CTR pharmacology is further diversified by receptor activity-modifying proteins (RAMPs). CTR alone preferentially responds to calcitonin. Association of CTR with RAMP1, RAMP2, or RAMP3 generates AMY1, AMY2, and AMY3 receptors respectively, which acquire high affinity for amylin while retaining calcitonin responsiveness. The allosteric mechanism by which RAMPs tune CTR selectivity was characterized in part using sCT fragment competition assays (Lee et al. 2016; Hay et al. 2018). The calcitonin/CGRP peptide family — which includes calcitonin, α- and β-CGRP, amylin, adrenomedullin, and adrenomedullin-2/intermedin — thus operates through a combinatorial receptor system of two GPCRs (CTR and CLR) heterodimerized with three RAMPs, giving rise to six distinct receptor complexes with overlapping but distinct peptide selectivity profiles (Hay et al. 2018).

Regulatory status

• US: Salmon calcitonin (as Miacalcin, Fortical) is FDA-approved for postmenopausal osteoporosis (at least 5 years post-menopause), Paget's disease of bone, and hypercalcemia.
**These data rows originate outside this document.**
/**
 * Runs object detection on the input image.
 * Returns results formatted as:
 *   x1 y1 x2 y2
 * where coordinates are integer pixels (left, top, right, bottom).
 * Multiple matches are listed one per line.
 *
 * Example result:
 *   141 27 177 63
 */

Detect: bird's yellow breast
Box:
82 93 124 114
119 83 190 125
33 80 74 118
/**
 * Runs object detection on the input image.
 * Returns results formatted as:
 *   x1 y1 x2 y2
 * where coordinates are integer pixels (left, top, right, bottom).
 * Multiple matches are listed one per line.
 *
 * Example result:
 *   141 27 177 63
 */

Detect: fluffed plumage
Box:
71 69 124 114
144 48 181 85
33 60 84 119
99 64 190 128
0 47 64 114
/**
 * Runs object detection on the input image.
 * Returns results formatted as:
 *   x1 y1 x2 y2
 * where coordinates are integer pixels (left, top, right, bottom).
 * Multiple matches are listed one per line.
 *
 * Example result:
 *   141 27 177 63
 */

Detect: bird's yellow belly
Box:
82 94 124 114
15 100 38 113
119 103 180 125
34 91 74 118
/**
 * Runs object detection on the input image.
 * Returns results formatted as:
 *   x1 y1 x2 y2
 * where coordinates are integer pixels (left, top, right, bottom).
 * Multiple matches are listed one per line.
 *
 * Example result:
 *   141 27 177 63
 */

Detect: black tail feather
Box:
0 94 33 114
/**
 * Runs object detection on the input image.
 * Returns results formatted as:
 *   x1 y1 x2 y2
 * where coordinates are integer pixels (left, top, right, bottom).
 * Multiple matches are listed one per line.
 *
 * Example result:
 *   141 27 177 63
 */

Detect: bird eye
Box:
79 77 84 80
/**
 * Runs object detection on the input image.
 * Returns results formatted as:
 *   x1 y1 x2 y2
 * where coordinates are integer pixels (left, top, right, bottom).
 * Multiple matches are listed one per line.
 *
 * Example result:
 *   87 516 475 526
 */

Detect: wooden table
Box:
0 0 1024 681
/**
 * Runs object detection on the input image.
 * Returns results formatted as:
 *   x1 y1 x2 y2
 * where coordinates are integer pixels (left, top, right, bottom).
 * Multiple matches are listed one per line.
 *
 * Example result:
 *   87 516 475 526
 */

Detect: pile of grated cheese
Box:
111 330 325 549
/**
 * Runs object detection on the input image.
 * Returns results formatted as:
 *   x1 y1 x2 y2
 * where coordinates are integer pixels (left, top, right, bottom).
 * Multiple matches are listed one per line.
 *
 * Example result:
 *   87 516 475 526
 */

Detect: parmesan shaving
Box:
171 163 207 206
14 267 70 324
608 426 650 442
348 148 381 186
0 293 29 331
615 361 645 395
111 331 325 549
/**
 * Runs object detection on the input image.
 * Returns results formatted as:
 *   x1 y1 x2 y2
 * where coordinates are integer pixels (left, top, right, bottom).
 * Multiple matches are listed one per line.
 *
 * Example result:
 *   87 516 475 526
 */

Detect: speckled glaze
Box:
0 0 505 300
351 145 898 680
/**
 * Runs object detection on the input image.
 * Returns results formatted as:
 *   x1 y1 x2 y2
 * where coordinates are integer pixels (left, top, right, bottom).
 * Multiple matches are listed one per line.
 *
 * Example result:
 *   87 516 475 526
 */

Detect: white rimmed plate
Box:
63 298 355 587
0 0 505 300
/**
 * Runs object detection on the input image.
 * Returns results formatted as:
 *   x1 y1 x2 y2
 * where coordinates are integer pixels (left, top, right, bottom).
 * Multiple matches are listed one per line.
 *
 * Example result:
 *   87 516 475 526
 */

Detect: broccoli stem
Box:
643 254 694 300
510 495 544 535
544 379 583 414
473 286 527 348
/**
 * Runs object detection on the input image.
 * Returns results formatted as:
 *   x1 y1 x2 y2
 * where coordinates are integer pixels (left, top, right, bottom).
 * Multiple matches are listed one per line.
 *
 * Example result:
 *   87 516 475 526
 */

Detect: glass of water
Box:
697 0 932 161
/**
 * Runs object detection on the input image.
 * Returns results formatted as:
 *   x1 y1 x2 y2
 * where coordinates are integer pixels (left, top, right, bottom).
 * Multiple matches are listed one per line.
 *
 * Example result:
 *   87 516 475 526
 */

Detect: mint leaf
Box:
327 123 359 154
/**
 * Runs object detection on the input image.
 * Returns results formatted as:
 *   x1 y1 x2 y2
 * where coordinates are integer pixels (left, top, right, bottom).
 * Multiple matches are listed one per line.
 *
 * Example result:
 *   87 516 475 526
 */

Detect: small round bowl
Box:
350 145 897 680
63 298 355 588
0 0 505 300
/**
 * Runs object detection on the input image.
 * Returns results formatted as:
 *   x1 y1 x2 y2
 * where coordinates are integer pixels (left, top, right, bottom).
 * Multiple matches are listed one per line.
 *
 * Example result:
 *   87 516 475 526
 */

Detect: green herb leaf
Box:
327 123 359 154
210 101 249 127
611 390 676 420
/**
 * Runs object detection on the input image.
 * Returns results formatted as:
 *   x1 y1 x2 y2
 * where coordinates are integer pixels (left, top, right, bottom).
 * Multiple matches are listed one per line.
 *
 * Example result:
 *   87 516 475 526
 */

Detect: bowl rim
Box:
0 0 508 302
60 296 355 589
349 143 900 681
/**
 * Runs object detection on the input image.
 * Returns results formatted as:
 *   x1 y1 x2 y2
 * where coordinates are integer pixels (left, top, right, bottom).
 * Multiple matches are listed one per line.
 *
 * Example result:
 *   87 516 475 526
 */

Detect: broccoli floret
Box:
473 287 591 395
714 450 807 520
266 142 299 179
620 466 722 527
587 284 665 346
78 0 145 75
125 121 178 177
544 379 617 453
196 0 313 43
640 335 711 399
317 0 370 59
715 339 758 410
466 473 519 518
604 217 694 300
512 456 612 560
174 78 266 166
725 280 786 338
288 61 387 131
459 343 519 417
The CT1 research peptide is not a pharmaceutical product and carries no regulatory designation.
• Research use: The CT1 peptide is a laboratory tool compound. It is not approved for any therapeutic application.

Related peptides

• Amylin (islet amyloid polypeptide) — co-agonist of CTR-based receptors; shares the CTR/RAMP complex pharmacology studied with CT1 fragments. See also pramlintide, the approved amylin analog.
• CGRP (calcitonin gene-related peptide) — related family member that preferentially binds the CLR/RAMP1 complex (CGRP receptor) rather than CTR alone; the CT/CGRP family traces to a common vertebrate ancestral gene (Ogoshi et al. 2006).
• Adrenomedullin — another calcitonin/CGRP family member acting primarily through CLR/RAMP2 and CLR/RAMP3 complexes; reviewed in the same IUPHAR pharmacology update (Hay et al. 2018).